A quick exploration of the dataset seemed to be encouraging: while most of the data was relatively useless, some datasets were indeed promising and worth spending some time. While at the end of the week I was able to get the result I had in mind (the heatmap you can find in this post), I was left with that lingering feeling of dissatisfaction that accompanies me when I see good initiatives that can be dramatically improved by changing a few specific features.
Presentation of data
If the purpose of a website is to publish data, data should be at the center. However, while CSV data sets featured a preview option, there was absolutely no way to preview topological data. Of course geographical displays are a more complex problem to solve but as of 2013 there are many libraries that can effortlessly visualize geographical features. Topological data is presented in a textual catalogue, with abundant descriptions and numerous fields of metadata, but there is no map. The screenshot below is the page on the website that describes the data about Parco Nord (a park where I used to go running).
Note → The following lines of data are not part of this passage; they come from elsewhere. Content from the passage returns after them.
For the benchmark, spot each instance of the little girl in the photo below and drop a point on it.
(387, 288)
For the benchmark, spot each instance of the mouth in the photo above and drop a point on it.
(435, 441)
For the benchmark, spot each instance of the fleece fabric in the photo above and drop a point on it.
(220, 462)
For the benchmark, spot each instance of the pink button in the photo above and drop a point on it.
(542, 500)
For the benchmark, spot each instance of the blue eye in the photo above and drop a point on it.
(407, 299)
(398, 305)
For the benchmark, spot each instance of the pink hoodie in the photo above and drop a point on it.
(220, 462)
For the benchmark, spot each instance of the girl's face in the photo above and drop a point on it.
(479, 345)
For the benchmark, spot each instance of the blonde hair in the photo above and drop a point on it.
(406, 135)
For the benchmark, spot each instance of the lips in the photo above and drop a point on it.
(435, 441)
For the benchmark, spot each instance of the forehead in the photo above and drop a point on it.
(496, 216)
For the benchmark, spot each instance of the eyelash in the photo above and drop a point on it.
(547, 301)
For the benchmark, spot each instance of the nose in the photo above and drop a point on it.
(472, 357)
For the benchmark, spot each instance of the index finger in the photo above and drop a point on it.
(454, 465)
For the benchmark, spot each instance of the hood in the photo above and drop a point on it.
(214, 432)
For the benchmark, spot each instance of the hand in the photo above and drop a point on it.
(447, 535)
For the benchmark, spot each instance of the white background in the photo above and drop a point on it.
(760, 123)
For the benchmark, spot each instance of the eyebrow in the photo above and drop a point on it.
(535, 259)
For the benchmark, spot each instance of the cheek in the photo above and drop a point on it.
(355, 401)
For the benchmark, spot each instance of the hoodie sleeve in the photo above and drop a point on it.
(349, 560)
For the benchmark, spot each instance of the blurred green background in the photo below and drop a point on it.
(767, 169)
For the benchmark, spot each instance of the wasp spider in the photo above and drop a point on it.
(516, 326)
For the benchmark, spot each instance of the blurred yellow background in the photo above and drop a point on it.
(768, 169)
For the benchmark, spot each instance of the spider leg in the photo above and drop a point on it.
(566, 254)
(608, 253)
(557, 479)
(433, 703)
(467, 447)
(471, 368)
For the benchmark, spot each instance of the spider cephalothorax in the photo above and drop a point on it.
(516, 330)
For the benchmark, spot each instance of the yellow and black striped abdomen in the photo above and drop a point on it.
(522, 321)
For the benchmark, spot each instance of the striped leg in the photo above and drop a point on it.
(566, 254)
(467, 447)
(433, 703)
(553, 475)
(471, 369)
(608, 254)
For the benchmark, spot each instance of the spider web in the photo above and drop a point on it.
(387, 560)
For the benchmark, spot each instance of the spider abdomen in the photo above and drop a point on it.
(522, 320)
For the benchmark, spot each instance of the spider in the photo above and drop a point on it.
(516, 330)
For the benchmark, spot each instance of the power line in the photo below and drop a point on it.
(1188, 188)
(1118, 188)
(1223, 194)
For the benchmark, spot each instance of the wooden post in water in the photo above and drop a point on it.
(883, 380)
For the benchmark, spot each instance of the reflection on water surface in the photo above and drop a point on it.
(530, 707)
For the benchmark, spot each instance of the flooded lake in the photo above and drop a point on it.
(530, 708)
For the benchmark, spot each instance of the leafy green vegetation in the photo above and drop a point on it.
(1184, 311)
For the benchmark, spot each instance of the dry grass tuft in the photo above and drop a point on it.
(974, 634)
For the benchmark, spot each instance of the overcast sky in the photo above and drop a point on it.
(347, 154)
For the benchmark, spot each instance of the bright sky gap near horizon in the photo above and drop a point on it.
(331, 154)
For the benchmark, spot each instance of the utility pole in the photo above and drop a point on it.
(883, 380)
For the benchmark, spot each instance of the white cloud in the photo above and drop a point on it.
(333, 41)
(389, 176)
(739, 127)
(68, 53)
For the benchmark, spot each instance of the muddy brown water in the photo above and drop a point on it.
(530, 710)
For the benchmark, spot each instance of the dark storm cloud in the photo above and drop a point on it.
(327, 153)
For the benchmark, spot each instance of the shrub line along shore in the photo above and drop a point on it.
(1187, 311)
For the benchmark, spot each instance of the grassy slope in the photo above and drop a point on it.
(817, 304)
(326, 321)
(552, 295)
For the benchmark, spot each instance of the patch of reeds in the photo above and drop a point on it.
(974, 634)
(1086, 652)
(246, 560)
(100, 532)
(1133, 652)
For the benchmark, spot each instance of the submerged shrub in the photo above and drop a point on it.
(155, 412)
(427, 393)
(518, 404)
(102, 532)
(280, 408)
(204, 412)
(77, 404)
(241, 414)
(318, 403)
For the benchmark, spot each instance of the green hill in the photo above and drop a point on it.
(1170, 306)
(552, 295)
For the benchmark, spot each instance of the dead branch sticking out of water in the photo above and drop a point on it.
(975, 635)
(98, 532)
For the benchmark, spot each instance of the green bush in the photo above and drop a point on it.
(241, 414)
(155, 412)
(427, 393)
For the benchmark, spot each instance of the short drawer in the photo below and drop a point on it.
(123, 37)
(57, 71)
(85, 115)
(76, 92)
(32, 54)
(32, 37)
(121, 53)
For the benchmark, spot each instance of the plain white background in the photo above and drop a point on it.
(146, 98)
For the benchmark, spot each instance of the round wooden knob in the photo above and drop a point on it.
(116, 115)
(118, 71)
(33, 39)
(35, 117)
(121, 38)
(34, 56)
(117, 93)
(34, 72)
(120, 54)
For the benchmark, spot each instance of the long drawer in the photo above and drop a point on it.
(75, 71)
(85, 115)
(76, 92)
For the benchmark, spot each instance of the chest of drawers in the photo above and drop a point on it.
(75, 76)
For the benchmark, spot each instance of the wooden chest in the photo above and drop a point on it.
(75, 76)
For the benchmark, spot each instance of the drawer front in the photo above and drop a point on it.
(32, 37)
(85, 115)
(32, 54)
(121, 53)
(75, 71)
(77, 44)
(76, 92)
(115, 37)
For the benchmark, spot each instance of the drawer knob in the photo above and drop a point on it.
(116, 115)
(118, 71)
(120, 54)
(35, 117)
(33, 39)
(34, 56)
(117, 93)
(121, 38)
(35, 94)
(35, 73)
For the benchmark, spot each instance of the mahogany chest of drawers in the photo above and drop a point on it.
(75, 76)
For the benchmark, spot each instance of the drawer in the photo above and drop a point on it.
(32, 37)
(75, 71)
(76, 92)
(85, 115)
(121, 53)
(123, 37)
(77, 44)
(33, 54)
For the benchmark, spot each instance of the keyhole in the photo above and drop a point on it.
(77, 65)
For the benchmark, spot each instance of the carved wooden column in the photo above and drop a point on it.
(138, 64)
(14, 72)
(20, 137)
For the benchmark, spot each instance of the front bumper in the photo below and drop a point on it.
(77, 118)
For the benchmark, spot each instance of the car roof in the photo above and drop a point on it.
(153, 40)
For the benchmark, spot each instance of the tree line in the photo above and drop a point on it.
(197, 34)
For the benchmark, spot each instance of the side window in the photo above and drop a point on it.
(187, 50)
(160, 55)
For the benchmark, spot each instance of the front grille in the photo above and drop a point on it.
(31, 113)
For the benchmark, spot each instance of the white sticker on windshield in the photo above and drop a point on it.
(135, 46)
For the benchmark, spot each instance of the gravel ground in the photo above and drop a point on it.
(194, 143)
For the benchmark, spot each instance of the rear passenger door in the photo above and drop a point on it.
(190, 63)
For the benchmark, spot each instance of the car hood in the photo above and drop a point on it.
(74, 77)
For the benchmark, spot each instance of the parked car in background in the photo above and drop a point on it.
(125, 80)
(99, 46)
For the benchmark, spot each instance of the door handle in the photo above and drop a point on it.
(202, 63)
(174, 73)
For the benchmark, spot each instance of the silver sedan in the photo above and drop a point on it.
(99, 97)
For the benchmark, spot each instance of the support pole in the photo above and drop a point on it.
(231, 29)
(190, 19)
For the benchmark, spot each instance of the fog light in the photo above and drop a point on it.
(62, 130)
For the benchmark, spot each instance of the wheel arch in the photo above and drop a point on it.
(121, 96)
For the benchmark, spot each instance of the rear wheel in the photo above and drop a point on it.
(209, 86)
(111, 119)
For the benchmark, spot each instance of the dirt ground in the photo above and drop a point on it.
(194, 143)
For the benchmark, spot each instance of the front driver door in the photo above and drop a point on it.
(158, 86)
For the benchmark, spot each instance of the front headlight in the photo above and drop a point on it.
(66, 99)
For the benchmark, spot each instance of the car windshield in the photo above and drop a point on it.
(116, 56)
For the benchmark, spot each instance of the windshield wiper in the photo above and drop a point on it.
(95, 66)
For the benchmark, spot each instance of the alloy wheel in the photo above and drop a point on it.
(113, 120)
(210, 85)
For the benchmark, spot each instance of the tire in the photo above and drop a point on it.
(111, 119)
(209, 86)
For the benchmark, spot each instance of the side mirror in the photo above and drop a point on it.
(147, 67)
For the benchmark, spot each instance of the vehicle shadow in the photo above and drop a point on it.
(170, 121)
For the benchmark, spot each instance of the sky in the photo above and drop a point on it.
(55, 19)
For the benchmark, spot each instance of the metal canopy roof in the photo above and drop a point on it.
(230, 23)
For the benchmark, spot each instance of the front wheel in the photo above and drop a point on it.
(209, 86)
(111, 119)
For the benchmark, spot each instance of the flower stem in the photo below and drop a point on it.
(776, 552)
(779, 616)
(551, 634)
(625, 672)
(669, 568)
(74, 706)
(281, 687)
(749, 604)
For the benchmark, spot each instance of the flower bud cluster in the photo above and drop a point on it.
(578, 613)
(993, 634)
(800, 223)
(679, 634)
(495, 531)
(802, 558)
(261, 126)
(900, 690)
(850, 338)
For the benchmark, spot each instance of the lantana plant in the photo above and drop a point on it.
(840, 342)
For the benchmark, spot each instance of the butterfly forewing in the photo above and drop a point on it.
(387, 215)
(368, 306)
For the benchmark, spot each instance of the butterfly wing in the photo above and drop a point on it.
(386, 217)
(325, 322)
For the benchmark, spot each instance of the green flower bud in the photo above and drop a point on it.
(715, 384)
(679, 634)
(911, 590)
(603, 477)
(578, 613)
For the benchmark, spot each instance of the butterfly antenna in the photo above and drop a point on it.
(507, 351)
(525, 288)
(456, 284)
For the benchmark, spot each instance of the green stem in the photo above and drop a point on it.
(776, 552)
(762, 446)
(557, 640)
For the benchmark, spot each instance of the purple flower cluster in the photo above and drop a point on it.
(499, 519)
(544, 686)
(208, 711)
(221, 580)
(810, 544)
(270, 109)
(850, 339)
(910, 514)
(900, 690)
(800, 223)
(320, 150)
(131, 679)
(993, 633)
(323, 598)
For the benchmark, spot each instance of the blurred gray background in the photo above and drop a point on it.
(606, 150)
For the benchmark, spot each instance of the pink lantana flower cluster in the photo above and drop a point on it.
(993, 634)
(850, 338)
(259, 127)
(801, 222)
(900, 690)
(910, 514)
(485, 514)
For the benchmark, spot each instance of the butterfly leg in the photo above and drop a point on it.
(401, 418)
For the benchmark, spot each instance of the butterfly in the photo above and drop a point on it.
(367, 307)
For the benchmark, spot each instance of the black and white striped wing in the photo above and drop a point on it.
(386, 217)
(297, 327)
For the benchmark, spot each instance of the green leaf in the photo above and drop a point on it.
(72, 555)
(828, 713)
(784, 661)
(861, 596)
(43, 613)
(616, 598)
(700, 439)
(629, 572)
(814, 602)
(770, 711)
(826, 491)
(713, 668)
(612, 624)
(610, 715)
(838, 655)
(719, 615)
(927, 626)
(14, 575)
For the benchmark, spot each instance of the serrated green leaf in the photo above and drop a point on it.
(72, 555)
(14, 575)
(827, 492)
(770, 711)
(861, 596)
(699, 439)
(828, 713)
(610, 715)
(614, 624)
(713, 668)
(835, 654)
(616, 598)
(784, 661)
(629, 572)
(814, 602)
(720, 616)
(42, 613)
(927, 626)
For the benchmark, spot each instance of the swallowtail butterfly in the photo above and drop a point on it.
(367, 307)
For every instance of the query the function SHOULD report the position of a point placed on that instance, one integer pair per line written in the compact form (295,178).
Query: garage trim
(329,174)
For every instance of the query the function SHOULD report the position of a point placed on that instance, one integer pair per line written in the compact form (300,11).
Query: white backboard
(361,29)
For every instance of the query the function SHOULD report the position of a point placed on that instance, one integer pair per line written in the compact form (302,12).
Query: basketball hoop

Note that it does not offer any hint about what the data look like. Compare this with the element below: (almost) the same data visualized on GitHub as a GeoJSON file. I believe this format is much more effective in communicating what the data look like. I suspect you will agree with me. https://gist.github.com/abahgat/6334117
Choosing the right format
Topological data offered by the initiative is coded using the Shapefile data format, introduced in the 1990s for use with desktop GIS software. It is a very rich and powerful format but it encodes data as a set of compressed binary files, making it unusable with modern web applications without doing some prior processing. While Shapefiles are great for professional GIS users, for an Open Data initiative to reach the most developers, using a text based format like KML or GeoJSON would have been a wiser choice, as it lowers the barrier for the general public to consume open data information. Both formats are sufficiently rich to encode structured information: the map below is a good example (and the raw file is still human-readable). https://gist.github.com/abahgat/6359868
The end result
After spending some time on this I ended up creating a GitHub repository with the data I played with converted to GeoJSON, ready for use with web applications, and wrote a simple visualization of the coverage of the city of Milan by the public transport network (the image you can see at the beginning of this post). Now, it would be great if whoever is responsible for Milan’s Open Data could look into making information available through better formats, leveraging Google Maps Engine or GitHub’s support for GeoJSON. While we wait for that to happen, if you convert more data to GeoJSON, feel free to fork opendata-milano on GitHub and contribute there.